In that light, it is significant that the English edition of the book lists the author as “Benedict XVI,” with no mention of his emeritus papal status on the cover.

The authors clearly anticipated the potential interpretation of their book as criticism of the current pope, and stressed in their joint introduction that they were penning it “in a spirit of filial obedience, to Pope Francis.” But they also said that the current “crisis” in the church required them to not remain silent.

Francis has said he would write a document based on the outcome of the October 2019 synod of bishops on the Amazon. A majority of bishops at the meeting called for the ordination of married men to address the priest shortage in the Amazon, where the faithful can go months without having a Mass.
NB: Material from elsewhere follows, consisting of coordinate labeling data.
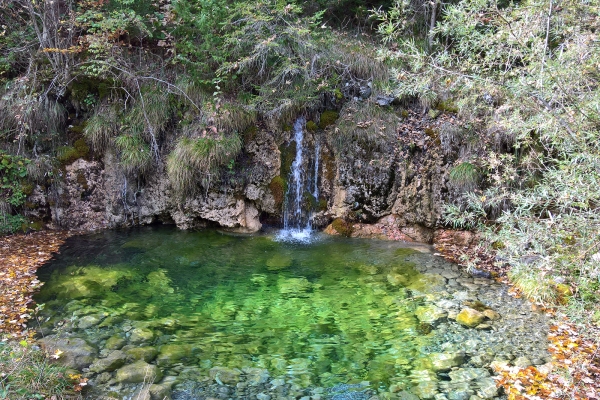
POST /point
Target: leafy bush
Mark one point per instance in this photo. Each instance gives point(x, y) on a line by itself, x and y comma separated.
point(134, 153)
point(464, 177)
point(28, 373)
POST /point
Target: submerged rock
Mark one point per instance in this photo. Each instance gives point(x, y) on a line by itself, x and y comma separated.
point(115, 360)
point(430, 314)
point(138, 372)
point(146, 353)
point(470, 317)
point(115, 343)
point(76, 352)
point(445, 361)
point(141, 335)
point(170, 354)
point(225, 375)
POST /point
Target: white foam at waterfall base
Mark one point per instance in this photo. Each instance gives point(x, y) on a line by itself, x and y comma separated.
point(296, 221)
point(296, 236)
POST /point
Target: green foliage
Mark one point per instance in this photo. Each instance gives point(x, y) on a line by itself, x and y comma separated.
point(529, 90)
point(67, 154)
point(134, 153)
point(366, 124)
point(311, 126)
point(28, 373)
point(464, 177)
point(100, 128)
point(13, 171)
point(194, 161)
point(10, 223)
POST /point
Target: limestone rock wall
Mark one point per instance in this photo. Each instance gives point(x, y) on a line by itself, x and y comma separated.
point(395, 184)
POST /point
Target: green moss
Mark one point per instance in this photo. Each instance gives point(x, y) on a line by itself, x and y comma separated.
point(82, 180)
point(27, 189)
point(67, 154)
point(464, 176)
point(278, 189)
point(322, 204)
point(447, 106)
point(288, 154)
point(342, 227)
point(434, 134)
point(328, 164)
point(82, 148)
point(311, 126)
point(77, 129)
point(250, 134)
point(328, 118)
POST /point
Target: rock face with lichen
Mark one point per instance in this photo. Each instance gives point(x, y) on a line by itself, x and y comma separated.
point(379, 172)
point(95, 195)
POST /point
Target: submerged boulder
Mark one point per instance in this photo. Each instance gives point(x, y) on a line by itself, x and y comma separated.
point(225, 375)
point(470, 317)
point(445, 361)
point(139, 372)
point(115, 360)
point(75, 353)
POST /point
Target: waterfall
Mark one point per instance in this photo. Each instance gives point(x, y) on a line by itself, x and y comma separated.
point(316, 172)
point(302, 184)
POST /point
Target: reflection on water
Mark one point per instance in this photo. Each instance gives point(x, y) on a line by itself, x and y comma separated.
point(337, 310)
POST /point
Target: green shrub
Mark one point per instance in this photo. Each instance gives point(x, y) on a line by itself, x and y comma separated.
point(464, 177)
point(134, 153)
point(100, 128)
point(10, 223)
point(311, 126)
point(195, 161)
point(28, 373)
point(66, 154)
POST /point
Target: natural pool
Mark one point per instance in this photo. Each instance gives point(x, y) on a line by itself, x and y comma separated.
point(229, 316)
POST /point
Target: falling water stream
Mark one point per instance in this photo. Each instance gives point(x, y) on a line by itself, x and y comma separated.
point(293, 315)
point(302, 183)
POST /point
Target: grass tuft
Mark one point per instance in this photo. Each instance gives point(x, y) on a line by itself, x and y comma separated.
point(100, 128)
point(134, 153)
point(464, 177)
point(195, 160)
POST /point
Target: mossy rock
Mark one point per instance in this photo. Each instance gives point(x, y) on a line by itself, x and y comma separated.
point(27, 189)
point(470, 317)
point(342, 227)
point(278, 189)
point(311, 126)
point(322, 204)
point(82, 148)
point(250, 134)
point(328, 118)
point(288, 154)
point(447, 106)
point(68, 154)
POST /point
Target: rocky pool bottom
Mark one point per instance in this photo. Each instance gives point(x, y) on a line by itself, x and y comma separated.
point(159, 313)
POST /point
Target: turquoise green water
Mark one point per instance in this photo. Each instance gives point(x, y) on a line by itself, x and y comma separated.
point(337, 310)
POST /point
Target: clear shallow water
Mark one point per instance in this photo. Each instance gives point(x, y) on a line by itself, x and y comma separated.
point(337, 310)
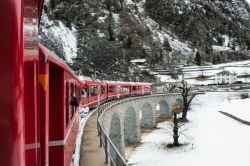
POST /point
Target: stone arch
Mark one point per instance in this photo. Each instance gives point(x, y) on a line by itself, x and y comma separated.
point(165, 111)
point(147, 116)
point(115, 132)
point(131, 133)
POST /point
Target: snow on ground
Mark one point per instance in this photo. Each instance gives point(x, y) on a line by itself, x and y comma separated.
point(191, 72)
point(61, 33)
point(212, 139)
point(138, 61)
point(221, 48)
point(83, 117)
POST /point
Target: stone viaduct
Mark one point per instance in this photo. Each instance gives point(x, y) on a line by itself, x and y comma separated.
point(123, 120)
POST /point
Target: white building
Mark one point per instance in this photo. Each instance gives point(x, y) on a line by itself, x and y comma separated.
point(225, 77)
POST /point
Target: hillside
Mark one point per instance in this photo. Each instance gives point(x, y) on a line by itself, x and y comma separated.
point(102, 37)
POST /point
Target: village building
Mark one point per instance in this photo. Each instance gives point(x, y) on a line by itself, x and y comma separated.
point(225, 77)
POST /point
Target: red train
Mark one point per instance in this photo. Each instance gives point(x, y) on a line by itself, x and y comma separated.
point(40, 95)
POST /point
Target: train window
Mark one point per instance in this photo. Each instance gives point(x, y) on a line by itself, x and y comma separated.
point(111, 88)
point(67, 104)
point(72, 95)
point(85, 91)
point(93, 90)
point(103, 89)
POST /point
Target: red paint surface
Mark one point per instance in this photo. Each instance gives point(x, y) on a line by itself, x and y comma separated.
point(44, 109)
point(11, 84)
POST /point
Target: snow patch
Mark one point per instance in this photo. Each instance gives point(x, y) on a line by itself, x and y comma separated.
point(57, 30)
point(211, 138)
point(83, 117)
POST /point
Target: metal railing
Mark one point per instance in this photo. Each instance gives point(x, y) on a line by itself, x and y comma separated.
point(112, 155)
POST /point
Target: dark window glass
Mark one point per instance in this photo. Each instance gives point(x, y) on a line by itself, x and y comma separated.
point(111, 88)
point(93, 90)
point(103, 89)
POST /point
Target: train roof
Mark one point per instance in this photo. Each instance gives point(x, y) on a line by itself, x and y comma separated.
point(52, 57)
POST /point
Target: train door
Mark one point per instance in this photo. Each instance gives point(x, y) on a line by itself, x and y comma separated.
point(84, 95)
point(118, 91)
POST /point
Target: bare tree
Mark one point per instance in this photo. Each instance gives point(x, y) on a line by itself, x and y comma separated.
point(176, 109)
point(185, 93)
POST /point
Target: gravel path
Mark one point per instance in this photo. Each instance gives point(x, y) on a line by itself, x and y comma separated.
point(91, 154)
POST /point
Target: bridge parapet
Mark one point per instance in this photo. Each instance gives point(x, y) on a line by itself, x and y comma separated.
point(120, 121)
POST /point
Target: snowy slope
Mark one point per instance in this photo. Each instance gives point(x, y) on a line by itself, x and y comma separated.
point(211, 138)
point(59, 33)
Francis has expressed sympathy with the Amazonian plight. While he has long reaffirmed the gift of a celibate priesthood in the Latin rite church, he has stressed that celibacy is a tradition, not doctrine, and therefore can change, and that there could be pastoral reasons to allow for an exception in a particular place.

Benedict addresses the issue head-on in his chapter in the brief book, which is composed of a joint introduction and conclusion penned by Benedict and Sarah, and then a chapter apiece in between. True to his theological form, Benedict’s chapter is dense with biblical references and he explains in scholarly terms what he says is the “necessary” foundation for the celibate priesthood that dates from the times of the apostles.

“The priesthood of Jesus Christ causes us to enter into a life that consists of becoming one with him and renouncing all that belongs only to us,” he writes. “For priests, this is the foundation of the necessity of celibacy but also of liturgical prayer, meditation on the Word of God and the renunciation of material goods.”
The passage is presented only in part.